Some DAAs are available as individual drugs, and most are available as combination medications. These combination treatments allow you to take fewer pills each day. The combination treatments currently available are:

  • Epclusa (sofosbuvir/velpatasvir)
  • Harvoni (ledipasvir/sofosbuvir)
  • Mavyret (glecaprevir/pibrentasvir)
  • Technivie (ombitasvir/paritaprevir/ritonavir)
  • Viekira Pak (dasabuvir + ombitasvir/paritaprevir/ritonavir)
  • Vosevi (sofosbuvir/velpatasvir/voxilaprevir)
  • Zepatier (elbasvir/grazoprevir)

These drugs treat various types of hepatitis C. Your doctor will advise you on the best medications for your type of HCV.


Ribavirin is an older drug that’s still sometimes used. Before DAAs became available, ribavirin was typically prescribed for use with interferons. Today, it’s most often used in combination with certain DAAs to treat resistant HCV infection (infection that’s hard to treat). These DAAs are Zepatier, Viekira Pak, Harvoni, and Technivie.

Ribavirin comes as a capsule, tablet, or solution. Brand-name versions of ribavirin include:

  • Copegus
  • Moderiba
  • Rebetol
  • Ribasphere
  • Ribasphere RibaPak

Liver transplant

In more severe cases of chronic hepatitis C and in later stages of the condition, a liver transplant may be needed. This form of treatment is only used if the virus has caused serious liver damage that may lead to liver failure.

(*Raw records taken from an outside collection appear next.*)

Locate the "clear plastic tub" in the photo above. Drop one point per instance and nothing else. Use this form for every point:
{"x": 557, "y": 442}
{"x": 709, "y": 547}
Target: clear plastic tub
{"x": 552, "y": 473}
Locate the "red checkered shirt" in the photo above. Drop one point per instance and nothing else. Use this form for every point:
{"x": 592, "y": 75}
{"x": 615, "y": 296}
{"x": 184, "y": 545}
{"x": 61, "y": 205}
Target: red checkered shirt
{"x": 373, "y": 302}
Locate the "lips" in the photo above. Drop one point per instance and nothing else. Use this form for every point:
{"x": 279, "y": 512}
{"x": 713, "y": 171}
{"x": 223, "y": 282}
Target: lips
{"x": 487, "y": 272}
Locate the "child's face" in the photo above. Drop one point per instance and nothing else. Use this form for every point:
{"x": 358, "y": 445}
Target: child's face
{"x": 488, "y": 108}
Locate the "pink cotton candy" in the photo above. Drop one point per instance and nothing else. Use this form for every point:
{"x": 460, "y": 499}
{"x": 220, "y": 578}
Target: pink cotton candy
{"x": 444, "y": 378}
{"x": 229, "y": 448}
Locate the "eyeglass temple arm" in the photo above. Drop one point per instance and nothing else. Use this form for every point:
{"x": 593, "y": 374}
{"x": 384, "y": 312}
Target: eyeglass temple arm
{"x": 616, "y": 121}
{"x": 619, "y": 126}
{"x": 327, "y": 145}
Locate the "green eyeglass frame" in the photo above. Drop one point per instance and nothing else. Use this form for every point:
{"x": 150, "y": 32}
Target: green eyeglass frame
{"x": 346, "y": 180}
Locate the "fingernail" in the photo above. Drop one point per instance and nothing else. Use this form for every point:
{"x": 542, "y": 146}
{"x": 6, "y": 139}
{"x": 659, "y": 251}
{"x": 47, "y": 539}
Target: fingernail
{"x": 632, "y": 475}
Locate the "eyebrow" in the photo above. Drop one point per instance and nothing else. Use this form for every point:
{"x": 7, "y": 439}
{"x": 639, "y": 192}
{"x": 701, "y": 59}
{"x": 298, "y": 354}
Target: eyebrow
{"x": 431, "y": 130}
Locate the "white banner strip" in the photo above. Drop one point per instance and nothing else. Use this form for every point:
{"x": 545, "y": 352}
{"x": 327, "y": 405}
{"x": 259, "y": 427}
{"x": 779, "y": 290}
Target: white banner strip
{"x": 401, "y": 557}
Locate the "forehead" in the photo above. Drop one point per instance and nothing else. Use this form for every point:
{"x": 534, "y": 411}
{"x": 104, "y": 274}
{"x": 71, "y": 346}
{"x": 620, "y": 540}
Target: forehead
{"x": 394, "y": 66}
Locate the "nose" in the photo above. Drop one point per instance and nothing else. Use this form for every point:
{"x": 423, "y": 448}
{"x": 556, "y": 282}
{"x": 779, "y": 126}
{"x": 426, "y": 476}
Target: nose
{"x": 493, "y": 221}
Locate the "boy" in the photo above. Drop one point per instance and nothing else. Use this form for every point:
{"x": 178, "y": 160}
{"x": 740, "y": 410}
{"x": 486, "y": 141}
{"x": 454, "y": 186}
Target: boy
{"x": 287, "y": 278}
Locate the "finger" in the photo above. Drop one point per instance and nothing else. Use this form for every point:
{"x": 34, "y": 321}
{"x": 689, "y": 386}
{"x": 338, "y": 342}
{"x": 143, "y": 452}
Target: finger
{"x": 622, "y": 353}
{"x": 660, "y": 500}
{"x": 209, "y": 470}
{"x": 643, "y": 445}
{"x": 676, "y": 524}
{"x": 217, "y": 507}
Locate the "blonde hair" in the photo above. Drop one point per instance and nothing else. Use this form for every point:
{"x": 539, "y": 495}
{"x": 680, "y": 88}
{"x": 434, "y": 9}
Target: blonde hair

During a transplant, surgeons will remove your injured liver and replace it with a healthy organ from a donor. After a transplant, you’ll be prescribed long-term medications to help ensure the success of the transplant.

Having hepatitis C puts you at greater risk for liver cancer. Therefore, as part of your treatment for hepatitis C, you may need to be tested for liver cancer.

By performing an ultrasound test on your liver each year, or sometimes as often as every six months, your doctor will be better able to detect liver cancer.

While some people believe that certain herbs can aid liver health, the National Institutes of Health states that there are no proven alternative supplements or therapies for treating hepatitis C.

Milk thistle (silymarin) is sometimes recommended for treating liver problems. However, studies have confirmed that milk thistle has not been shown to be any more effective than placebo for treatment of hepatitis C. This is true whether the herb is taken as capsules or extracts.

The Mayo Clinic has identified some lifestyle changes you can make to help improve your health during your treatment for hepatitis C. They suggest that you:

  • Be careful with your medications. Some drugs, even those prescribed by your doctor, may have the side effect of causing liver damage. This is a bigger risk for people with hepatitis C. Talk to your doctor about whether you should avoid certain prescription or over-the-counter drugs.
  • Avoid alcohol. Drinking alcoholic beverages can make liver disease progress more quickly. Therefore, it’s best to avoid alcohol if you have hepatitis C.

Treatments and outlook for hepatitis C are very different today than they were in past years. Many more people are getting cured thanks to the new DAAs available.

If you have hepatitis C or may be at risk for it, the best thing to do is to see your doctor. To start, they can test you for the virus. If you need treatment, they can tell you about the new medications available that have excellent rates for curing hepatitis C.

Working with your doctor, you can build a treatment plan that can help you manage, or even cure, your hepatitis C.